Once a young business man was on the same flight as mine. I had a seat next to me empty so, he came and sat with me. He had a lot of interesting questions. He said, Sir, "I bribe everybody, I cheat, I don't pay tax, I don't treat my employees well, I harass my children, I fight with my wife, I always have stress, what should I do? We started talking. He expressed his wish to change and to make money by honest means. To his anxiety, I treated with a simple statement, "Why don't you then start doing so?"
I said why don't you start doing it? He replied, "How I can do, if everybody else is bribing." What I am trying to say is that we have created a system, where we cannot function the way we want to.
I feel, in India, everybody has fragile self-esteem. They all are ready to be hurt. If you don't say hello to me, and you say hello to someone, I feel bad. In India, 'Maan', 'Apmaan', 'Abhimaan' and 'Swamaan' are very important words for us. We don't have the Gandhian Self Esteem, which makes us strong, which makes us feel good about ourselves. All modern work requires team work. Remember, there is nothing that we can do without good teamwork & support of lots of people like; family and friends. The lesson to learn for me, from the conversation with the gentleman, was that there are lots of people in India with good intentions.

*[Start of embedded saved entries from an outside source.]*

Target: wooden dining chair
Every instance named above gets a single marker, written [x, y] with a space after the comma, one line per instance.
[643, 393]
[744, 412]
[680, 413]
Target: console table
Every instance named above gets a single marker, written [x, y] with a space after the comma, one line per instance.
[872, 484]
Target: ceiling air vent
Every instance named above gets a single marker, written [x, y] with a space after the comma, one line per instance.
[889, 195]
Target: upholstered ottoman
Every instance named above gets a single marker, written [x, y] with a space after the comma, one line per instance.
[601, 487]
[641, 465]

It is upto you, the young generation, to create new systems, new processes and stand up to old guards. And, only by being a change agent you will be able to bring about change. If you live into the old system, if you get something into the ways of doing things that we have today, India will not be able to grow at the rate it ought to grow. To continue to grow at 10%, we need new processes, new blood, and new mindset. I worry when our young mind up doing same things what their parents did. Young must rebel. Incremental change is not good enough. You must bring about generational change and generational change is difficult. You must rise and take on a fight which is to be taken on everywhere. Every sector in India needs a big fight whether it is political reforms, judiciary reforms, administrative reforms or business reforms.
Finally, I want to leave you with this thought that you are the agent of change, you must change. If you don't change, there are millions and millions who will pay price for it. You are fortunate enough to have the education, understanding and the tools to fight.
I wish you all the best and I hope that your journey also winds up being as interesting as mine.